About cassandra

Cassandra has been architecture for consuming large amounts of data as fast as possible. To accomplish this, Cassandra first writes new data to a commit log to ensure it is safe. After that, the data is then written to an in-memory structure called a memtable. Cassandra deems the write successful once it is stored on both the commit log and a memtable, which provides the durability required for mission-critical systems.
Once a memtable‘s memory limit is reached, all writes are then written to disk in the form of an SSTable (sorted strings table). An SSTable is immutable, meaning it is not written to ever again. If the data contained in the SSTable is modified, the data is written to Cassandra in an upsert fashion and the previous data automatically removed.
Because SSTables are immutable and only written once the corresponding memtable is full, Cassandra avoids random seeks and instead only performs sequential IO in large batches, resulting in high write throughput.
A related factor is that Cassandra doesn’t have to do a read as part of a write (i.e. check index to see where current data is). This means that insert performance remains high as data size grows, while with b-tree based engines (e.g. MongoDB) it deteriorates.

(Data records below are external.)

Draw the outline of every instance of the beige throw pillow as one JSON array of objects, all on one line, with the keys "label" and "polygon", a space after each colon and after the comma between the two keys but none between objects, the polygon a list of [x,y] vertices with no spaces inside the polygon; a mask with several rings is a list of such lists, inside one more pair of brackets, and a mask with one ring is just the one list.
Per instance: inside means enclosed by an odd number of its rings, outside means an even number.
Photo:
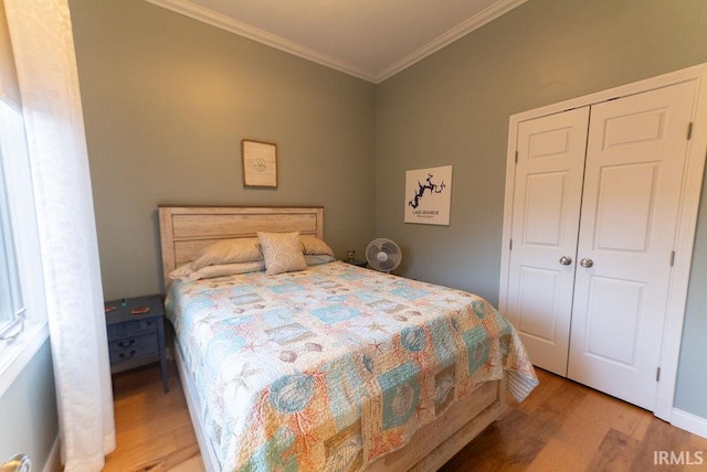
[{"label": "beige throw pillow", "polygon": [[302,235],[299,238],[302,239],[302,246],[305,254],[326,254],[328,256],[334,256],[334,250],[331,250],[331,248],[318,237],[312,235]]},{"label": "beige throw pillow", "polygon": [[256,237],[223,239],[199,249],[193,259],[193,269],[254,260],[263,260]]},{"label": "beige throw pillow", "polygon": [[265,273],[292,272],[307,268],[307,261],[302,254],[299,232],[292,233],[257,233],[263,257],[265,258]]}]

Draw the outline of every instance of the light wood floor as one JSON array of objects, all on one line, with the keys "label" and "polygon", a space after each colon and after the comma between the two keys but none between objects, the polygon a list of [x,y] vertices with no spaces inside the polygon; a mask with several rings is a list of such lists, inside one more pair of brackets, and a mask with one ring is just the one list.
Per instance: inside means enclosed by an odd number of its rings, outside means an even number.
[{"label": "light wood floor", "polygon": [[[523,404],[509,399],[504,416],[442,471],[707,470],[707,439],[571,380],[538,376],[540,385]],[[117,449],[104,471],[203,471],[173,365],[168,394],[157,365],[117,374],[113,383]],[[655,465],[661,451],[682,457],[684,465]]]}]

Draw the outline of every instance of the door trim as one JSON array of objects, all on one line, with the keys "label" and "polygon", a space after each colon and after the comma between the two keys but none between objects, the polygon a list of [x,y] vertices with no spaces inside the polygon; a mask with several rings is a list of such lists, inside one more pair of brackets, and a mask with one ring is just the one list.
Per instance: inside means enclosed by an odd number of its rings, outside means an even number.
[{"label": "door trim", "polygon": [[[661,382],[657,386],[655,410],[653,411],[656,417],[666,421],[671,421],[673,415],[677,365],[685,319],[685,303],[687,301],[687,287],[689,283],[693,246],[695,243],[695,228],[697,226],[697,212],[699,210],[705,171],[705,152],[707,151],[707,63],[516,114],[509,118],[508,125],[506,190],[498,290],[498,308],[502,313],[506,312],[507,309],[518,124],[572,108],[592,106],[614,98],[641,94],[692,81],[695,81],[697,84],[697,94],[692,116],[693,133],[687,147],[687,158],[683,175],[683,193],[680,195],[675,244],[676,257],[669,280],[665,329],[661,350]],[[687,130],[685,131],[687,132]]]}]

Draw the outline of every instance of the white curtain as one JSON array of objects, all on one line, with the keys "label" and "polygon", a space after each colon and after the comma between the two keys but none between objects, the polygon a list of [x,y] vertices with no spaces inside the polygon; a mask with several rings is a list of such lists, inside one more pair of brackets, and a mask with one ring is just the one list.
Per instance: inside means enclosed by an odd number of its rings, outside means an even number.
[{"label": "white curtain", "polygon": [[65,471],[115,449],[98,245],[67,0],[4,0],[35,192]]}]

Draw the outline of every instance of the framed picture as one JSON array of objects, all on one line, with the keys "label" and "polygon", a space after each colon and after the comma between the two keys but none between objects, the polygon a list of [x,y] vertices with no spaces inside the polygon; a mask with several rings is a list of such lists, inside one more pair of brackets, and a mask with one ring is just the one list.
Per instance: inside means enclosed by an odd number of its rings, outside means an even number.
[{"label": "framed picture", "polygon": [[243,186],[277,187],[277,144],[241,141]]},{"label": "framed picture", "polygon": [[450,224],[452,165],[405,172],[405,223]]}]

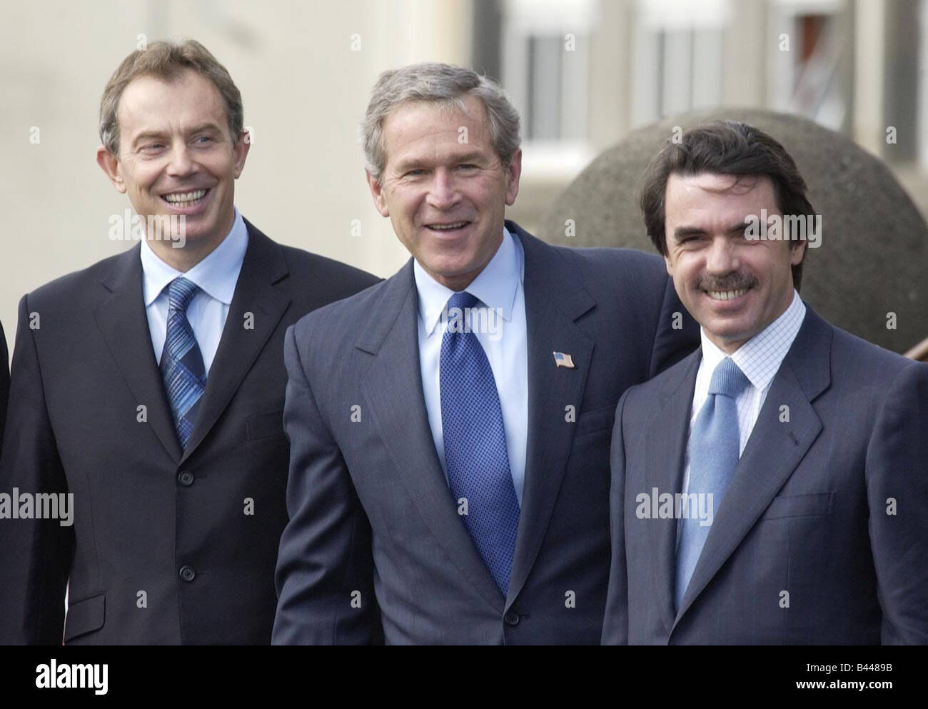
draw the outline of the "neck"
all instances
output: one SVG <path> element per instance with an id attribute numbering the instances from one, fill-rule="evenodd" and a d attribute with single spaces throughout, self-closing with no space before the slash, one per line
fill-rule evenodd
<path id="1" fill-rule="evenodd" d="M 149 234 L 146 240 L 158 258 L 175 271 L 187 273 L 215 251 L 231 231 L 234 222 L 235 213 L 225 228 L 217 229 L 214 235 L 175 240 L 155 238 Z"/>

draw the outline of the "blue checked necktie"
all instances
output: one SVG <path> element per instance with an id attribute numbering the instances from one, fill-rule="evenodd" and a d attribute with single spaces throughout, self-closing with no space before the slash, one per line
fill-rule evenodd
<path id="1" fill-rule="evenodd" d="M 161 368 L 181 448 L 187 447 L 206 388 L 203 355 L 187 319 L 187 309 L 198 290 L 200 288 L 185 277 L 168 284 L 168 329 Z"/>
<path id="2" fill-rule="evenodd" d="M 463 314 L 479 303 L 470 293 L 455 293 L 448 299 L 449 325 L 456 316 L 453 308 Z M 505 596 L 519 529 L 519 500 L 506 452 L 503 410 L 477 336 L 452 329 L 457 329 L 449 327 L 442 339 L 439 360 L 448 486 L 458 510 L 463 509 L 461 498 L 467 499 L 467 514 L 461 515 L 464 525 Z"/>
<path id="3" fill-rule="evenodd" d="M 750 383 L 731 357 L 723 359 L 712 373 L 709 396 L 700 409 L 690 432 L 690 495 L 712 494 L 712 519 L 722 502 L 732 473 L 738 465 L 740 432 L 738 406 L 735 400 Z M 706 498 L 708 509 L 708 498 Z M 689 516 L 683 520 L 680 544 L 677 549 L 677 585 L 675 600 L 680 607 L 683 594 L 690 584 L 712 525 L 703 526 L 695 505 L 688 505 Z"/>

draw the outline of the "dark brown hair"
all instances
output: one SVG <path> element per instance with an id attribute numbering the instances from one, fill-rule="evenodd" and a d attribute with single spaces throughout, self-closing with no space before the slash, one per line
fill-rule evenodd
<path id="1" fill-rule="evenodd" d="M 714 173 L 735 176 L 767 175 L 773 182 L 777 207 L 783 215 L 814 215 L 808 187 L 795 161 L 777 140 L 746 123 L 716 121 L 686 131 L 679 142 L 667 144 L 645 173 L 640 206 L 648 236 L 662 255 L 667 253 L 664 196 L 671 174 Z M 790 248 L 800 245 L 791 240 Z M 807 250 L 806 250 L 807 253 Z M 805 256 L 803 257 L 805 261 Z M 793 266 L 793 284 L 799 290 L 803 262 Z"/>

Cassandra is architected in a peer-to-peer fashion and uses a protocol called “gossip” to communicate with other nodes in a cluster. The gossip process runs every second to exchange information across the cluster.
Gossip only includes information about the cluster itself (e.g., up/down, joining, leaving, version, schema) and does not manage the data. Data is transferred node-to-node using a message-passing like protocol on a distinct port from what client applications connect to. The Cassandra partitioner turns a column family key into a token, the replication strategy picks the set of nodes responsible for that token (using information from the snitch) and Cassandra sends messages to those replicas with the request (read or write).


Unlike relational databases, Cassandra does not offer fully ACID-compliant transactions. There is no locking or transactional dependencies when concurrently updating multiple rows or column families. But if by “transactions” you mean real-time data entry and retrieval, with durability and tunable consistency, then yes.
Cassandra does not support transactions in the sense of bundling multiple row updates into one all-or-nothing operation. Nor does it roll back when a write succeeds on one replica, but fails on other replicas. It is possible in Cassandra to have a write operation report a failure to the client, but still actually persist the write to a replica.
However, this does not mean that Cassandra cannot be used as an operational or real time datastore. Data is very safe in Cassandra because writes in Cassandra are durable. All writes to a replica node are recorded both in memory and in a commit log before they are acknowledged as a success. If a crash or server failure occurs before the memory tables are flushed to disk, the commit log is replayed on restart to recover any lost writes.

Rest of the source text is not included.